[sic] Magazine

Bombay Bicycle Club – A Different Kind Of Fix

With so many submission requests to get through it’s hard to keep track of the popular music which receives plaudits. For much of it, I tend to wonder what all the fuss is about and the portents weren’t looking good when I heard about Bombay Bicycle Club . A group of sensible-looking London boys who decided to switch from grunge-lite to folk and then to arty indie pop/rock within the space of three albums surely speaks of a “this didn’t work but what about this?” type of identity crisis. However, after checking out a few songs by them from album number three, it was clear that they are on to something good and the whole of A Different Kind Of Fix definitely reaffirms that hope.

The quartet waste no time in producing something vital. Opener ‘How Can You Swallow So Much Sleep’ glides along a busy but tight mix of rhythms, grooves and Jack Steadman ‘s peculiarly haunting vibrato. The group then perform with equal distinction on the thrilling ‘Bad Timing’ which manages to combine the twin worlds of grunge and shoegaze and then goes hurtling off somewhere else. Bombay Bicycle Club used to be known for being part of the nu-folk movement, remember!

After this rocket of a start, the quality rarely lets up even if the pace does. For ‘Lights Out, Word Gone’, the song is built around languid guitars and some beautifully male/female harmonies which build and build in to something quite magnificent. Other genius moments arrive via the unique, wonky keyboard riff for ‘Shuffle’, the celebratory ‘Leave It’, a hymnal ‘Fracture’ and ‘Favourite Day’ with its fragrant splashes of colour.
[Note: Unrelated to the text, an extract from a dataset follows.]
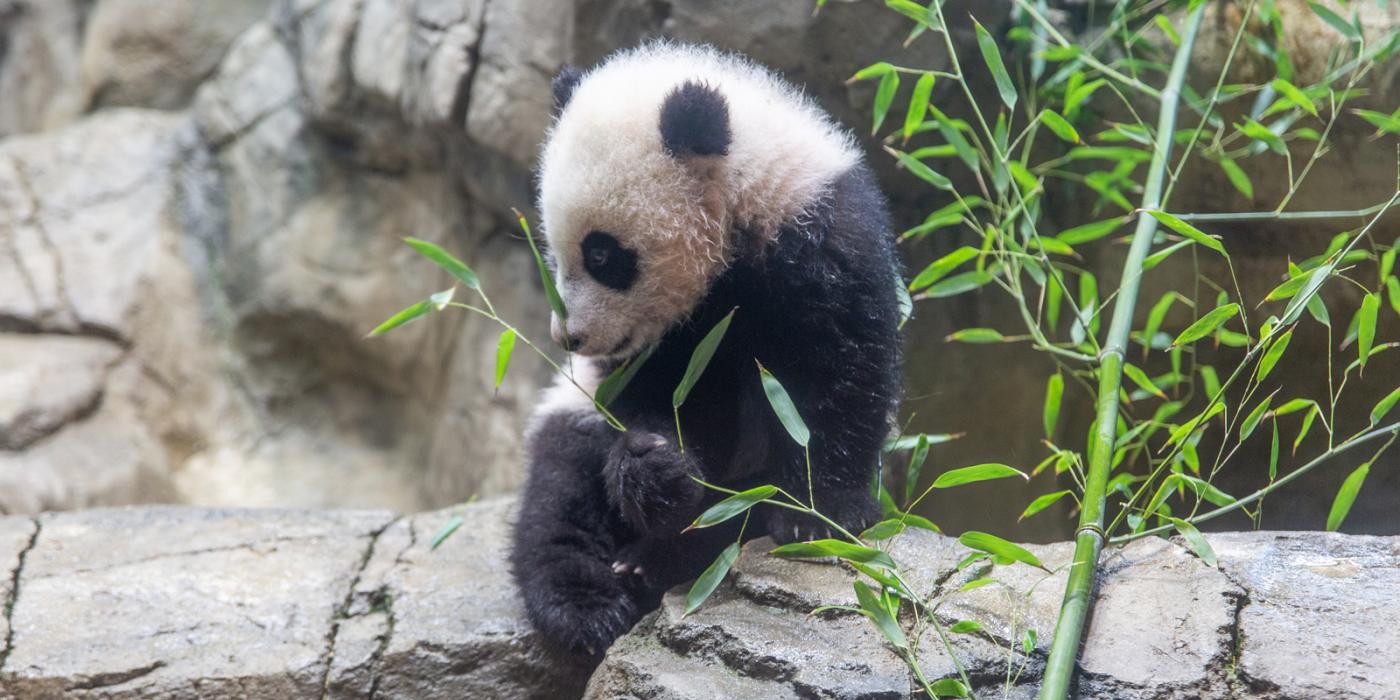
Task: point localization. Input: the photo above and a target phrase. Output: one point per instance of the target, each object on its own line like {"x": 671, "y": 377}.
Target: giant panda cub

Only the over-earnest closer ‘Still’ (although by no means a bad song) sounds a bit out of place.

As much as groups should be encouraged to keep evolving, one hopes that Bombay Bicycle Club will finally settle after three wildly different albums. Having said that, A Different Kind Of Fix boasts so many styles it’s hard to categorise them now apart from saying they are an extremely talented group of young musicians who defy comparisons.